En mitad de aquella sensación oí que llegaba un coche y que frenaba
bruscamente. Bajaron los dos que me habían traído y Santiago me dijo que podía
estar tranquilo, que Jesús tendría compañía con la que entretenerse en el otro
barrio. Estaría acompañado por los dos tipos que le dispararon por la espalda y
por el de nuestra banda
que le traicionó.
-Cuando fuimos
a por los asesinos de Jesús los encontramos con Tadeo. Disparamos sobre los
tres. Ojo por ojo, diente por
diente. Comprobamos que estuvieran bien muertitos y al quitarles las
armas encontramos esto en
el bolsillo de Tadeo.
Me entregaron un fajo
de billetes. Eran un montón de dólares americanos. Esa plata solo podía
venir del cartel de la droga que les suministraba la coca para venderla. Les pregunté:
-¿Qué hizo mi hermano para que los del cartel quisieran matarlo?

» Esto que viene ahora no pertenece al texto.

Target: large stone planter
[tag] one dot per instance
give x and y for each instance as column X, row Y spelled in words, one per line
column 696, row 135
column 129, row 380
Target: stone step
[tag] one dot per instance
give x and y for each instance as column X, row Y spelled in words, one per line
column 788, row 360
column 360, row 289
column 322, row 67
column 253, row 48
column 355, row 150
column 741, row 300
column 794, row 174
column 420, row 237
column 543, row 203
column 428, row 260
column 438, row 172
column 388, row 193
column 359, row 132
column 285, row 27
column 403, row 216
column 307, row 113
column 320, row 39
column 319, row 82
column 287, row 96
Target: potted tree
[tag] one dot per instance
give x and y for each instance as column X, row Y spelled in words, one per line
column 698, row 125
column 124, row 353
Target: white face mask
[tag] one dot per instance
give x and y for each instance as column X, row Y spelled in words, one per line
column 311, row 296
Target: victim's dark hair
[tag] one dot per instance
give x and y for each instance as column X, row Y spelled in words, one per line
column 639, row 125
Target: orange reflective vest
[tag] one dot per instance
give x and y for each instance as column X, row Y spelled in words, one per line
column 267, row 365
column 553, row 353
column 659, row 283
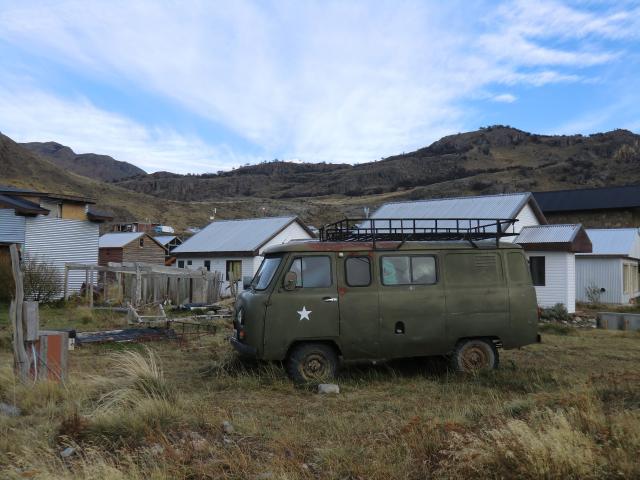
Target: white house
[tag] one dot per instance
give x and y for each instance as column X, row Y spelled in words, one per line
column 551, row 250
column 552, row 263
column 52, row 228
column 236, row 245
column 610, row 273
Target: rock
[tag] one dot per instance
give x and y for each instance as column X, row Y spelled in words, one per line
column 328, row 388
column 227, row 427
column 9, row 410
column 67, row 452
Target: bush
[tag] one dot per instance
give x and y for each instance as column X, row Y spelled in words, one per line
column 42, row 280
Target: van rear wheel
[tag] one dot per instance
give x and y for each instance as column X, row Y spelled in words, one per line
column 474, row 355
column 312, row 362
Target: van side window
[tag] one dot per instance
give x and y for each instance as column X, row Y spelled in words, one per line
column 358, row 271
column 473, row 269
column 518, row 272
column 405, row 270
column 312, row 272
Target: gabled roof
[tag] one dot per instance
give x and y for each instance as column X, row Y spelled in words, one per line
column 618, row 242
column 589, row 199
column 485, row 206
column 571, row 238
column 241, row 237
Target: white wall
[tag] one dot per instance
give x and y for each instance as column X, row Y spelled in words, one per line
column 59, row 241
column 560, row 280
column 601, row 272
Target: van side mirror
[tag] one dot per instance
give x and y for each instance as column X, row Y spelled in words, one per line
column 290, row 281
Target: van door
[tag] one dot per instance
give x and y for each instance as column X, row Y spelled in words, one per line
column 359, row 313
column 477, row 297
column 412, row 305
column 309, row 311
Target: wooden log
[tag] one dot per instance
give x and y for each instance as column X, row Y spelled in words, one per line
column 20, row 356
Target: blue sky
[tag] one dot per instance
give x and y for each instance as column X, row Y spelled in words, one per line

Se miraron el uno al otro y Pedro me dijo:
-Se ve que
tu hermano seguía la máxima de que
tu mano izquierda no sepa lo que hace tu mano derecha y no te contó
nada. Los del cartel se enteraron de tu trabajo en el McDonald´s. Pretendían
convertirlo en un supermercado de coca y que tú suministrases desde allí. Él se
negó. Sabía que tú no querrías y ni se lo planteó. Jesús sólo quería protegerte a ti como nos
protegía a nosotros, incluyendo al cabrón que lo traicionó.
Fue entonces cuando, sintiéndome especialmente consciente de lo que hacía,
me agaché tomé la pistola de mi hermano y les dije:
- Cuando
necesiten que apriete el gatillo me echan un toque.